B.B. King was, is, and will remain an American hero of the highest order. He rose from deep Southern poverty to carry the true history and the highest spirit of our people around the world with a most extraordinary grace and generosity, following Louis Armstrong out of the Mississippi Delta to become one of our most significant cultural ambassadors.
The music and the history he carried in his heart and gave to us in the most openhanded way will long be remembered. In his music, he conjured the very soul of our country.
I will give you this one small story.
Thirty some odd years ago, on a night off in Houston, Texas, I wound up at a small club where B.B. was playing. It was a listening type night. It was mid week, and B.B. was in a mellow place, singing some Lonnie Johnson and some T-Bone Walker. The crowd was sitting down, hanging on his every bend. He was taking it easy, so we were all taking it easy. The set went on for a couple of semi quiet—by Texas roadhouse standards—hours before B.B. called a young Texas musician named Stevie Ray Vaughan to the stage to play a number. Stevie Ray was just getting started. People in Houston didn’t know about him yet. I had seen him with his trio at Nick Kithas’ club in Fort Worth, which was the size of a small bedroom, with two other people in attendance, one of them Nick, but he hadn’t gotten down to Houston before.
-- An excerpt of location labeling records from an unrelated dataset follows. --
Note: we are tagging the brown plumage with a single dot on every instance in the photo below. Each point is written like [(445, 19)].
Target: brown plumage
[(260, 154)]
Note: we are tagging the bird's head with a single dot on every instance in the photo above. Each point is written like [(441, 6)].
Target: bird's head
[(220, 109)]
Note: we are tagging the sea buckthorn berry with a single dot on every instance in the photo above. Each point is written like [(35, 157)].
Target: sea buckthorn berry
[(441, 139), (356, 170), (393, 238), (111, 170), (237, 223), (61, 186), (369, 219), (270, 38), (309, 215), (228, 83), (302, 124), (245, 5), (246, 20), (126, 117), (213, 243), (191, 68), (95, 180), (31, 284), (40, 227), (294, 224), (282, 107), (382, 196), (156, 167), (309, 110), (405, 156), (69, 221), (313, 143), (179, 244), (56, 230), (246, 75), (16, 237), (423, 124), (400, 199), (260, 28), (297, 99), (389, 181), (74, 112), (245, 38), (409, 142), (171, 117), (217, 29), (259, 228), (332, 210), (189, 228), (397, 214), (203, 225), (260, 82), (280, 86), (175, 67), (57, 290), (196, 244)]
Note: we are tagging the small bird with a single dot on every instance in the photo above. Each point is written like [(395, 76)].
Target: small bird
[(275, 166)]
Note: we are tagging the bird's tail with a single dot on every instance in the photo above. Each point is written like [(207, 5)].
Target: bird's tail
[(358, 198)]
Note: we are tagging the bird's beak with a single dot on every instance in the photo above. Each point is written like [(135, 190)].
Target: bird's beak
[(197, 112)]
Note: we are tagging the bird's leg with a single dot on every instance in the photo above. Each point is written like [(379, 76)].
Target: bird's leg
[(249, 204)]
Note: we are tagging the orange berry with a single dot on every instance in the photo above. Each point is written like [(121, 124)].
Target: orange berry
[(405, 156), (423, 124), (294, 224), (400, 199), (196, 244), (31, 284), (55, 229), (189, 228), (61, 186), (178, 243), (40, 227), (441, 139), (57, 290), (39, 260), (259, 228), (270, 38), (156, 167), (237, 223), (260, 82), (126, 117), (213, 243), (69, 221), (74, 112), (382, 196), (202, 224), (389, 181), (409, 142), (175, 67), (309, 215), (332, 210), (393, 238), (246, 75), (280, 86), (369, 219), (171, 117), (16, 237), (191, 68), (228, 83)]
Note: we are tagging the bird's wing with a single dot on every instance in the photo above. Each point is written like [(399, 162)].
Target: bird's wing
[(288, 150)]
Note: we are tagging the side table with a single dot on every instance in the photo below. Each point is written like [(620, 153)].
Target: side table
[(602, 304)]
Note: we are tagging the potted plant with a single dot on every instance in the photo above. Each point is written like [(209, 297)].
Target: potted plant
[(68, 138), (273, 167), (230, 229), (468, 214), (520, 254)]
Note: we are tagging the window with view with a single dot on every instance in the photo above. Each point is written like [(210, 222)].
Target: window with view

Look Back at B.B. King's Life and Career
Stevie Ray seemed a little nervous to be getting on the stage with the guitarist all of us Texas guitarists viewed as one of the best all time. B.B. had been a legend down there for 30 years—an authentic link to Charlie Patton and Son House and Sun Records, for that matter. But Stevie didn’t play nervous. A couple of choruses into the first song, B.B. looked over at him to take a solo, and Stevie began to absolutely rip it up for about eight measures before he broke his B string. You would have to say it was a disappointing moment for the young virtuoso.
B.B. didn’t miss a half a beat. He threw back his head and laughed, then said over the mic, “That happens to me all the time,” then he cranked the volume on his guitar several notches and finished a most burning solo while Stevie Ray changed his string. A couple of choruses later, Stevie Ray had his guitar back together, and they tore that crowd completely apart for about 20 minutes before getting off the stage to ecstatic applause—actual ecstatic applause.
B.B. King was an ecstatic musician who mined his ecstasy from deep in the ground—from deep in the mud and the silt of a brutal region and a brutal world.
And we will ask the future generations—please see that his grave is kept clean.